Milo juga enggan jika hasil buruk yang dialami Arema terus berlanjut. ”Apa yang terjadi sekarang, apa yang ada di sekeliling kami hanya membuat kami menjadi lebih baik sebagai tim,” kata pelatih berusia 55 tahun itu.

Bagi dia, sudah saatnya Singo Edan kembali ke jalurnya. ”Kami sudah berbenah, kami punya satu kesatuan dan kami tahu apa yang harus kami lakukan,” kata Milo.

Secara fisik dan mental, Hamka Hamzah dkk sudah sangat siap untuk laga ini. Meski ada beberapa pemain yang harus absen. Seperti Dendi Santoso yang terkena akumulasi dan Dedik Setiawan yang masih cedera.

Namun, beberapa nama juga sudah kembali. Seperti Arthur Cunha dan Johan Alfarizie yang siap memperkokoh barisan pertahanan. Selain pemain makin komplet, Milo melanjutkan, yang penting pada laga ini adalah semangat para penggawa Singo Edan. ”Kami harus bekerja sebagai satu tim dengan ekstra effort sehingga hasil bagus bersama kami,” ujarnya.

Pelatih PS Sleman Seto Nurdiyantoro mengatakan, semua pemain siap untuk menghadapi pertandingan kali ini. ”Kami harus fokus karena lawan kami Arema,” kata dia.

Bagi Seto, Arema adalah tim yang bagus, solid, dan punya sederet pemain berkualitas. ”Namun, motivasi kami di sini besar, ingin bisa mempertahankan posisi kami,” kata dia.

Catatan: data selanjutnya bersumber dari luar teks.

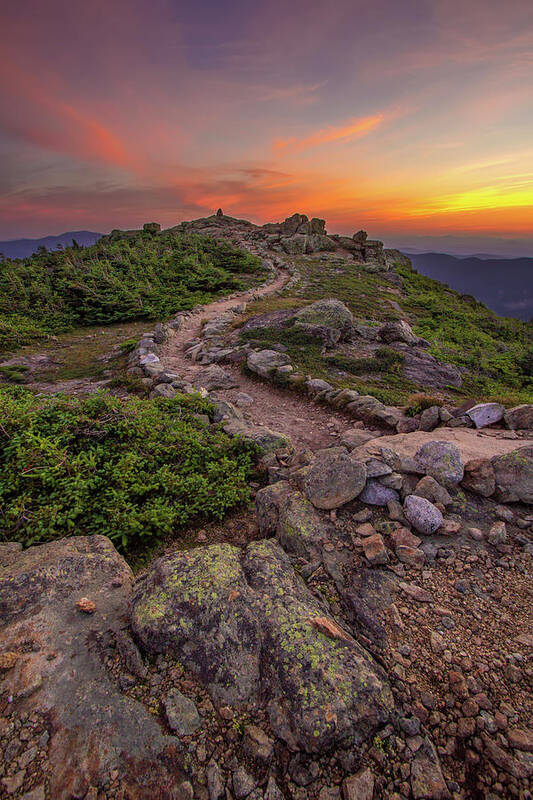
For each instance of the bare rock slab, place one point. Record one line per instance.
(244, 624)
(96, 729)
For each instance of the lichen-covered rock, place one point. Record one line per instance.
(334, 479)
(265, 362)
(520, 417)
(442, 460)
(96, 729)
(429, 488)
(485, 414)
(266, 440)
(248, 627)
(423, 515)
(479, 477)
(330, 314)
(514, 475)
(376, 494)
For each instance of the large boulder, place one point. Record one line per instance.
(423, 515)
(514, 475)
(214, 377)
(485, 414)
(442, 460)
(63, 613)
(285, 513)
(266, 362)
(520, 417)
(329, 318)
(334, 479)
(248, 627)
(479, 477)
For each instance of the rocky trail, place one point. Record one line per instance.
(370, 639)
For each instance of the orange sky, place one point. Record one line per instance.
(410, 119)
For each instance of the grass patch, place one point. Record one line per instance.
(120, 278)
(135, 470)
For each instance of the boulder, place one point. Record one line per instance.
(214, 377)
(355, 437)
(334, 479)
(430, 418)
(442, 460)
(247, 627)
(375, 494)
(375, 550)
(329, 314)
(266, 440)
(427, 780)
(485, 414)
(399, 331)
(520, 417)
(479, 477)
(423, 515)
(266, 362)
(514, 475)
(95, 730)
(429, 488)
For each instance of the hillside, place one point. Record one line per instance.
(362, 629)
(124, 276)
(24, 248)
(502, 284)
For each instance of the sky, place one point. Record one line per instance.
(411, 119)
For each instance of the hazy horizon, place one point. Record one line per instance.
(409, 120)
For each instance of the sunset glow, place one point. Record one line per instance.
(410, 119)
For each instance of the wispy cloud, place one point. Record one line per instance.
(353, 129)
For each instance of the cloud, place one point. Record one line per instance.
(353, 129)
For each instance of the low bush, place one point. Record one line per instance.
(134, 470)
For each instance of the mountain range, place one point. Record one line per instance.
(505, 285)
(23, 248)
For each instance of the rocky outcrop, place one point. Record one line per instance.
(251, 631)
(60, 647)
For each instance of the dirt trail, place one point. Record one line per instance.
(308, 425)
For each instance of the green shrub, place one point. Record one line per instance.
(119, 279)
(385, 360)
(134, 470)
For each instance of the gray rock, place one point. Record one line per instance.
(427, 780)
(429, 488)
(375, 494)
(514, 475)
(163, 390)
(330, 314)
(430, 418)
(215, 782)
(485, 414)
(422, 514)
(266, 362)
(441, 460)
(182, 715)
(355, 437)
(214, 377)
(520, 417)
(94, 723)
(316, 385)
(359, 786)
(334, 479)
(479, 477)
(248, 628)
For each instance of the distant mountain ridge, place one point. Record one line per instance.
(505, 285)
(23, 248)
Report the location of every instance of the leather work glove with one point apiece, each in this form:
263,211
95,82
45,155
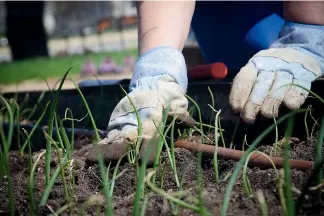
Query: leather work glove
159,82
296,57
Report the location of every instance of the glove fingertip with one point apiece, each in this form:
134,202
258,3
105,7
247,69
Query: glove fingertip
250,112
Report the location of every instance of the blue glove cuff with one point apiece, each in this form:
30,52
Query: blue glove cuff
161,61
305,38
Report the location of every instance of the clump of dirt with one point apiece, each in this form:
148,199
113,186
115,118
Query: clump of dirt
88,185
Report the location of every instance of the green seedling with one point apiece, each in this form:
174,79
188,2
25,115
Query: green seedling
239,164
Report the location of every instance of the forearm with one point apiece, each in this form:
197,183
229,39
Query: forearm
306,12
163,23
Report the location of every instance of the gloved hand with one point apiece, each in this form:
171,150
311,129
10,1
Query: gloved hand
296,57
159,81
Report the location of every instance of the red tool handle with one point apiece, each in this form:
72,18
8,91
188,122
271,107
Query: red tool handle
216,70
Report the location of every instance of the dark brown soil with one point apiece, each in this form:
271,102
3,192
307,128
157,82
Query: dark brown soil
88,186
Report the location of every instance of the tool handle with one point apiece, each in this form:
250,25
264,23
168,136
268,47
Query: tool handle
217,70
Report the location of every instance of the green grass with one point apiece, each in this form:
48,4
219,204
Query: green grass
40,68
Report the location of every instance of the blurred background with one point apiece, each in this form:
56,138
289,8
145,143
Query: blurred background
42,39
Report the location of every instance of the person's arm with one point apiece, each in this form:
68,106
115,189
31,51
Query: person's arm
163,23
306,12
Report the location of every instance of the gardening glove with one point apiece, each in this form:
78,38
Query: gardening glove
297,57
159,81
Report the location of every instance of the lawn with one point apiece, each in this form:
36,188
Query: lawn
40,68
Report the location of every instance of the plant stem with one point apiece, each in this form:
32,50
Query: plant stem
248,151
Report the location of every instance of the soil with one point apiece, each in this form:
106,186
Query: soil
88,186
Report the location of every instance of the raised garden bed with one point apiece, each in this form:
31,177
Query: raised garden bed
80,191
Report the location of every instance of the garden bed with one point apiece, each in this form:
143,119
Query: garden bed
176,186
88,185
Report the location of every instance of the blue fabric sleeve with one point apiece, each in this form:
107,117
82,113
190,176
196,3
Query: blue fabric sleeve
160,61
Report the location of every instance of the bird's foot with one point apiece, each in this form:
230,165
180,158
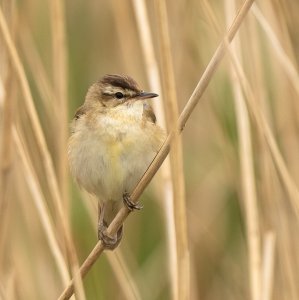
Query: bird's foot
108,241
129,204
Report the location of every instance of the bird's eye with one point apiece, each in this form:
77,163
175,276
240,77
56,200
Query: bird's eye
119,95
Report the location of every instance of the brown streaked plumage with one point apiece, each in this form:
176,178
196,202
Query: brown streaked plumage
114,139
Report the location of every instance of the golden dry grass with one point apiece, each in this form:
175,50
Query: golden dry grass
229,194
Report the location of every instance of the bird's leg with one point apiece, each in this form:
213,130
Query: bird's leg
129,204
109,242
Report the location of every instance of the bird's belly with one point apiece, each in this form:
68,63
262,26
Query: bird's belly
111,162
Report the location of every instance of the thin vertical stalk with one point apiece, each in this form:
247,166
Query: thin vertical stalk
176,155
247,173
153,76
39,203
59,63
268,265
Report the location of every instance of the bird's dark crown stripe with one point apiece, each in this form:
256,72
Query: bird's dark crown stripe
123,82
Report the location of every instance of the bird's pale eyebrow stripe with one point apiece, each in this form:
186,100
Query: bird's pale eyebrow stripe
108,94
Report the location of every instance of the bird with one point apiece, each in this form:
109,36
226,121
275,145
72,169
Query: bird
114,138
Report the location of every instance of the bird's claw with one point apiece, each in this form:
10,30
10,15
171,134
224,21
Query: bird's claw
129,204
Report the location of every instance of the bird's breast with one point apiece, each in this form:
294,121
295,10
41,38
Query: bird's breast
110,157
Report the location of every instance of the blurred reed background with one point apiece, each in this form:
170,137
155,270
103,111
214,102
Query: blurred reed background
238,190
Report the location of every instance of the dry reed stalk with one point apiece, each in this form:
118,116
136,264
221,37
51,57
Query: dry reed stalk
116,261
6,154
152,69
268,265
247,172
176,156
60,90
7,105
39,203
59,63
157,162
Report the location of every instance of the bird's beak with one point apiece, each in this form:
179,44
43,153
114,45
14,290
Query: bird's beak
146,95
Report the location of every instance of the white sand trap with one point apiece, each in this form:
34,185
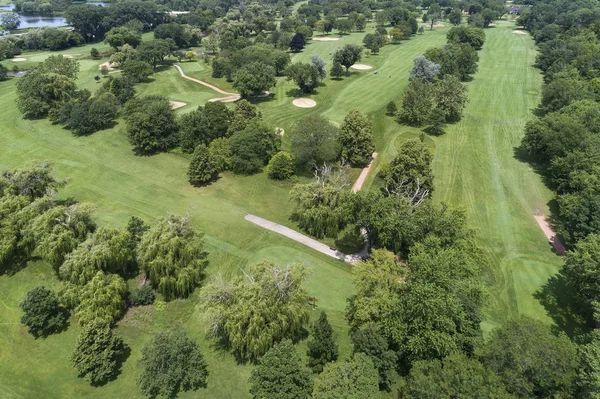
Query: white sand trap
177,104
326,39
361,67
304,103
108,65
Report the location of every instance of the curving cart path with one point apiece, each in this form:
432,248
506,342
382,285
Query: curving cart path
231,97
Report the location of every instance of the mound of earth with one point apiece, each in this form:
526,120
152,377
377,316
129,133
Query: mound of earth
304,103
361,67
326,39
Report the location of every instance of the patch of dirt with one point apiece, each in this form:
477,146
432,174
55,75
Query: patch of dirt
177,104
138,316
326,39
361,67
304,103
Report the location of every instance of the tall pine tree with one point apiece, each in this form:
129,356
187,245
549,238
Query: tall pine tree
323,348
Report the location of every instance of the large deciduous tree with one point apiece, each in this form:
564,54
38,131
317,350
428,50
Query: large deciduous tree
356,139
281,375
255,311
172,254
171,362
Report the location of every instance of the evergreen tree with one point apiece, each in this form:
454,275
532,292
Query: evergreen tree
202,169
323,348
98,353
281,375
356,139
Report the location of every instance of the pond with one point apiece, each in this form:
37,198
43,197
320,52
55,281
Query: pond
40,21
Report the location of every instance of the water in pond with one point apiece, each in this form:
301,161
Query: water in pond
40,21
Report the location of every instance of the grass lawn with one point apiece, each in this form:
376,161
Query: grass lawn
474,167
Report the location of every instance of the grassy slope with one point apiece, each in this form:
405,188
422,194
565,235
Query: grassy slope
475,166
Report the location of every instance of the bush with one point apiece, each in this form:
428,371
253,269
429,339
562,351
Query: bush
281,166
142,296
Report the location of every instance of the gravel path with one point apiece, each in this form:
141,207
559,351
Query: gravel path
301,238
363,175
231,97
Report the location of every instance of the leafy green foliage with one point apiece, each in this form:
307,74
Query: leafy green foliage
98,353
253,312
150,124
355,378
281,166
356,139
171,362
202,169
531,361
172,256
322,349
42,314
456,376
281,375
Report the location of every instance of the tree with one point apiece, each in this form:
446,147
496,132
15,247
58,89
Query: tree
171,362
281,166
298,42
424,69
98,353
410,169
150,124
202,169
171,253
255,311
253,147
281,375
530,360
371,342
42,314
137,71
120,35
305,75
322,349
356,139
103,297
314,141
336,70
10,20
254,78
355,378
454,376
347,55
392,109
107,250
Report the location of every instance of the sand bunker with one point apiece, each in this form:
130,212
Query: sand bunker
177,104
326,39
361,67
304,103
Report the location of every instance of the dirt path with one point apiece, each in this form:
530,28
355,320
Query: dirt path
301,238
363,175
231,97
550,234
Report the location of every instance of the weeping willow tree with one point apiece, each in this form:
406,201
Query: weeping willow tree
171,253
255,311
56,232
103,297
108,250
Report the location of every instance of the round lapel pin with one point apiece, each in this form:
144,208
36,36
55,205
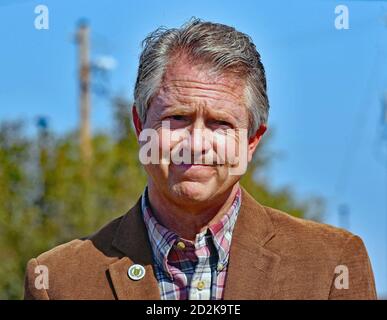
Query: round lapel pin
136,272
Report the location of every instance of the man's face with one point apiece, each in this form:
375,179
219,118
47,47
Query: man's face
202,111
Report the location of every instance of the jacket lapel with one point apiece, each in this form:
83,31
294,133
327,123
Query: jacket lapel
252,267
132,239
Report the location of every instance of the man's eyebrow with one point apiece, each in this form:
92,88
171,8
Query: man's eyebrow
180,108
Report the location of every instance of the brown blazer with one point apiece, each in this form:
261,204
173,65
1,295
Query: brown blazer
273,256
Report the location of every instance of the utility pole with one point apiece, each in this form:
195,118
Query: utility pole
82,39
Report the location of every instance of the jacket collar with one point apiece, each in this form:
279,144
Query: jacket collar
252,267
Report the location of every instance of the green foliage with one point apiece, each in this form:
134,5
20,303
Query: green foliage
48,196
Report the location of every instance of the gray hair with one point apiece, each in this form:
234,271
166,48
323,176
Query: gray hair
222,48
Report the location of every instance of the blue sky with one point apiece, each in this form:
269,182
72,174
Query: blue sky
325,87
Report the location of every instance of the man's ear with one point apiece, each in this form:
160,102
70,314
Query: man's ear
136,121
254,140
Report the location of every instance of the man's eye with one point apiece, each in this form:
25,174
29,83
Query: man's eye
222,123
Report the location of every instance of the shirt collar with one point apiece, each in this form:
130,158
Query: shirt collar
162,240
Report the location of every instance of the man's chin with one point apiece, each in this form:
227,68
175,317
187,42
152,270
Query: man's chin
192,191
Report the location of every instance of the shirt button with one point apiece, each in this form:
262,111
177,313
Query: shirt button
201,285
181,245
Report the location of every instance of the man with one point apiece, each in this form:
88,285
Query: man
195,233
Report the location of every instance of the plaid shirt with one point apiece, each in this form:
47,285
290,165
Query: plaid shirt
194,270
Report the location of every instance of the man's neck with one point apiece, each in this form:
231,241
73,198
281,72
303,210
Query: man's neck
188,221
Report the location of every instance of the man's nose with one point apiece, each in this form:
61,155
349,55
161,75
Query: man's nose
200,138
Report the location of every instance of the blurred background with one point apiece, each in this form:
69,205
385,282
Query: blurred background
69,156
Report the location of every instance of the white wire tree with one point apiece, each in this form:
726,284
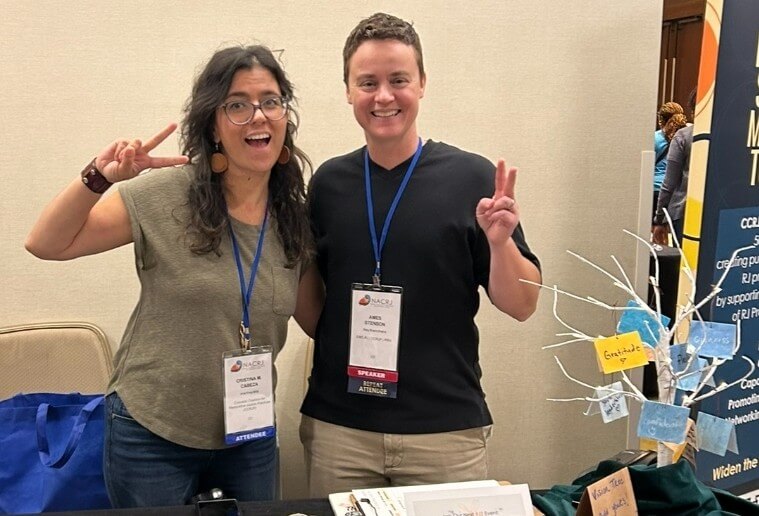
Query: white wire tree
668,376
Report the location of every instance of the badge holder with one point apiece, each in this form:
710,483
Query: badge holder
374,339
248,394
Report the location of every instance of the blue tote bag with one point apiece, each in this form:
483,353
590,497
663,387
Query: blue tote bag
51,453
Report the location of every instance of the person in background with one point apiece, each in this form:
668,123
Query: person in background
406,232
670,118
674,188
223,251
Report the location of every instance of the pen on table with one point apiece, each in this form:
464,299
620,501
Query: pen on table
356,504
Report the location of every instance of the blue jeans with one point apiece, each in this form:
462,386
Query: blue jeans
142,469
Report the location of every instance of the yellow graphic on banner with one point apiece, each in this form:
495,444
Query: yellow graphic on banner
620,352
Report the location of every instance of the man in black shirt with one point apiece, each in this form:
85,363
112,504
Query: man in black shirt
406,232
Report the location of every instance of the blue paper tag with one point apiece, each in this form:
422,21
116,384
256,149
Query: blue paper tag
687,380
712,339
613,406
715,435
663,422
636,319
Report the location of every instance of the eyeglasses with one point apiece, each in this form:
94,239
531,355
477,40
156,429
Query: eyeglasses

Saat ini PS Sleman menempati posisi 6 klasemen sementara dengan 28 poin dari 19 pertandingan. Seto menyebut, hasil negatif di empat laga terakhir yang diraih Arema bisa menjadi ancaman.

”Mereka pasti punya motivasi lebih untuk laga ini, jadi harus kami waspadai. Namun, seperti (kemenangan) pertandingan pertama (putaran pertama) akan jadi motivasi di laga ini,” tandas Seto.